Régulation de l’IA et participation parlementaire : Un débat régional
Le directeur exécutif a participé à une réunion sur le thème « Innovation et réglementation pour le développement : Construire un consensus vers une intelligence artificielle centrée sur l’humain ». Cet événement a rassemblé des parlementaires, des spécialistes, des représentants de la société civile et du secteur privé pour analyser les défis et opportunités que l’IA présente pour le développement en Amérique latine et dans les Caraïbes.
Paysage réglementaire régional de l’IA
Un aperçu comparatif des avancées et défis liés à la régulation de l’IA dans la région a été présenté. Il a été noté que l’Amérique latine connaît une période d’activité législative intense autour de l’IA, bien que cette dynamique soit inégale selon les contextes politiques et institutionnels de chaque pays.
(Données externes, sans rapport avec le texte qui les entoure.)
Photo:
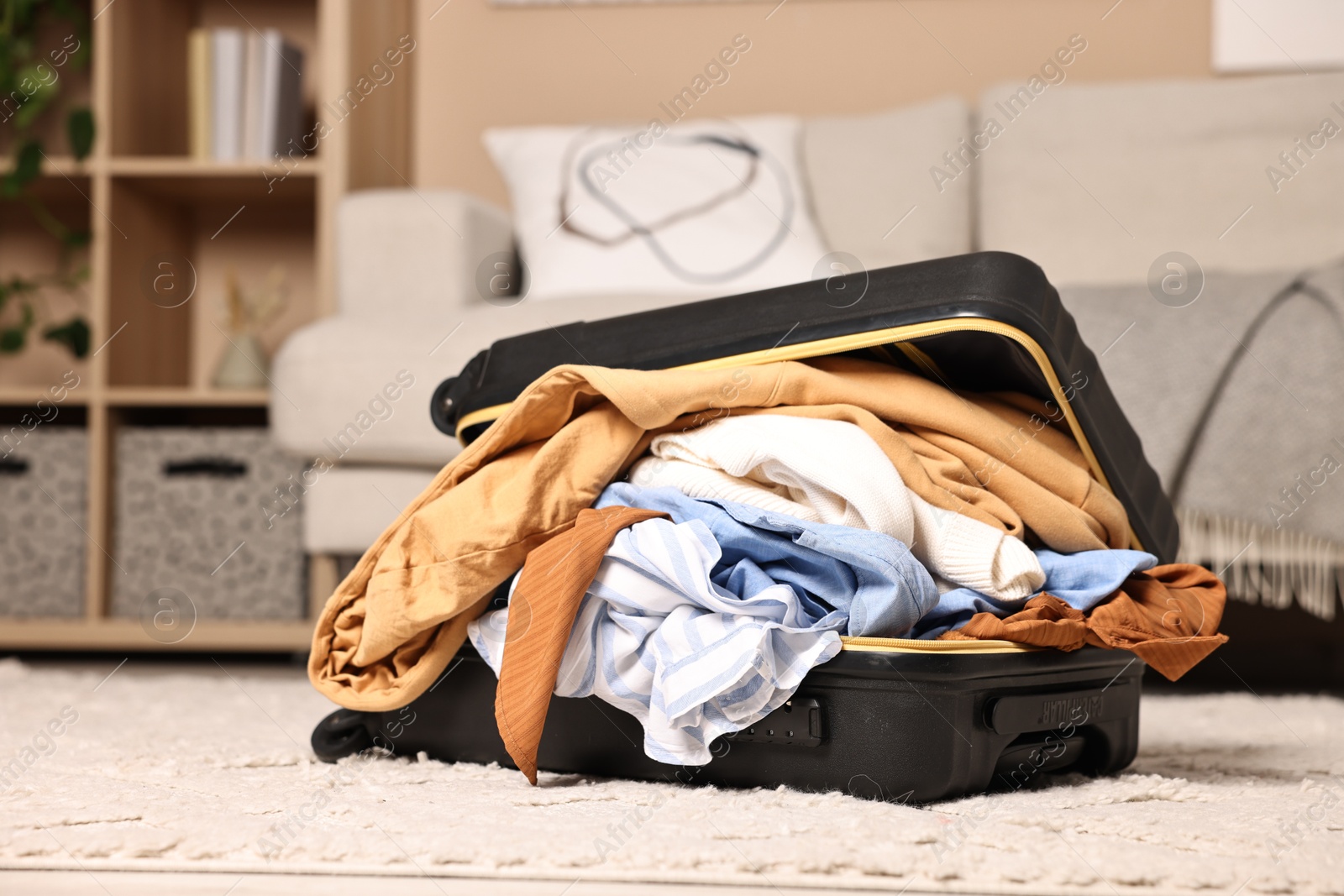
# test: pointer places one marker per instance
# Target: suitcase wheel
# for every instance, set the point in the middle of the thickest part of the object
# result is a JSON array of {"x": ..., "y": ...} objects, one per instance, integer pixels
[{"x": 340, "y": 734}]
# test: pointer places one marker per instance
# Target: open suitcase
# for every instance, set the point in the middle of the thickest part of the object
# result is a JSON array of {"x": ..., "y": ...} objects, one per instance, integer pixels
[{"x": 887, "y": 718}]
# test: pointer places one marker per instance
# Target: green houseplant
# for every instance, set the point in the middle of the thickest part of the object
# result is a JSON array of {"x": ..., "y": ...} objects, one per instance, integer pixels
[{"x": 40, "y": 42}]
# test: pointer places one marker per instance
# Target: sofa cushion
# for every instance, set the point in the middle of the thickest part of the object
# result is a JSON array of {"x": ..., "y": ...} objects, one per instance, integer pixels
[
  {"x": 696, "y": 210},
  {"x": 349, "y": 506},
  {"x": 414, "y": 253},
  {"x": 1095, "y": 181},
  {"x": 869, "y": 172}
]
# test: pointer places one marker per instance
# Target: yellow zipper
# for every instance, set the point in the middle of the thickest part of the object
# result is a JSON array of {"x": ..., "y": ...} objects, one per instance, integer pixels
[
  {"x": 913, "y": 645},
  {"x": 893, "y": 335}
]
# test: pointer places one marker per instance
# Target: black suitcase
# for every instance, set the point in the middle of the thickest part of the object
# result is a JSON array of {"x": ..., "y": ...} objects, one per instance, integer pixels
[{"x": 887, "y": 718}]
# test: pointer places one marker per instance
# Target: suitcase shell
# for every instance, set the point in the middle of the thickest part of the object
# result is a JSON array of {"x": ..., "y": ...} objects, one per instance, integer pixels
[{"x": 887, "y": 718}]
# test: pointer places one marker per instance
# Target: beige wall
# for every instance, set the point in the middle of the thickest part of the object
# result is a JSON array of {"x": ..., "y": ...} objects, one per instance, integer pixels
[{"x": 481, "y": 65}]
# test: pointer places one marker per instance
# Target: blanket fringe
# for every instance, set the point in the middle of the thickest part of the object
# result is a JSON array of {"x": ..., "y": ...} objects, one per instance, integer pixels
[{"x": 1260, "y": 564}]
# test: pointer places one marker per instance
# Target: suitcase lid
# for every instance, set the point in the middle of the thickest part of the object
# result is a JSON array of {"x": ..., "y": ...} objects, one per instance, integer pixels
[{"x": 985, "y": 322}]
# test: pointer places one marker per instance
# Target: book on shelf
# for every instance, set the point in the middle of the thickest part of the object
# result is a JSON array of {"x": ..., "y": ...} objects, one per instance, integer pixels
[{"x": 245, "y": 94}]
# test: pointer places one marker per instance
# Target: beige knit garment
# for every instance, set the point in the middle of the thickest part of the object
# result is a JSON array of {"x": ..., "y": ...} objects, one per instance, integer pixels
[{"x": 832, "y": 472}]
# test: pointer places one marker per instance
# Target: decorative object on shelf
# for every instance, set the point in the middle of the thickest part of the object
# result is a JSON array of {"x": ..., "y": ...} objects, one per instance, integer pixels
[
  {"x": 244, "y": 363},
  {"x": 30, "y": 81},
  {"x": 245, "y": 93}
]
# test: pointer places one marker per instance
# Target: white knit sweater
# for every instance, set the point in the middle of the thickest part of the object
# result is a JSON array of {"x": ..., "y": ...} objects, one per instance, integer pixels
[{"x": 832, "y": 472}]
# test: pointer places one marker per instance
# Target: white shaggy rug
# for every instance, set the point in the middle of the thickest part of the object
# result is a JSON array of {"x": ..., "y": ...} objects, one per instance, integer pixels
[{"x": 208, "y": 768}]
Le passage de la volonté politique et de la législation projetée à la mise en œuvre effective des régulations représente un défi majeur. Les lacunes d’infrastructure numérique et le rythme rapide du développement technologique constituent des obstacles significatifs à cette mise en œuvre.
Avancées, tensions et bonnes pratiques
Différentes approches nationales ont été examinées, mettant en avant des pays comme El Salvador et le Pérou qui ont déjà mis en place des cadres réglementaires opérationnels. D’autres, comme le Brésil, le Chili, le Mexique et la Colombie, sont en phase avancée de débat législatif, inspirés par des modèles de gouvernance basés sur les risques.
Des tensions récurrentes ont été identifiées, telles que la résistance à la réglementation précoce de la part de certains acteurs scientifiques et du secteur privé, ainsi que l’impact des cycles électoraux sur les agendas législatifs.
Il a été souligné que certaines pratiques parlementaires peuvent aider à aborder cette complexité technologique, notamment la création de comités spécialisés et des espaces de dialogue multipartites.
Dialogue régional et prochaines étapes
La session a également été enrichie par des contributions de sénateurs et d’experts en politiques publiques. Le débat a conclu par un appel à approfondir la coopération régionale, à promouvoir des cadres de gouvernance de l’IA centrés sur l’humain, et à renforcer les capacités institutionnelles des parlements.
Cette participation s’inscrit dans un travail continu de suivi de l’agenda législatif régional et de promotion de principes de transparence et de participation citoyenne dans les débats sur l’intelligence artificielle.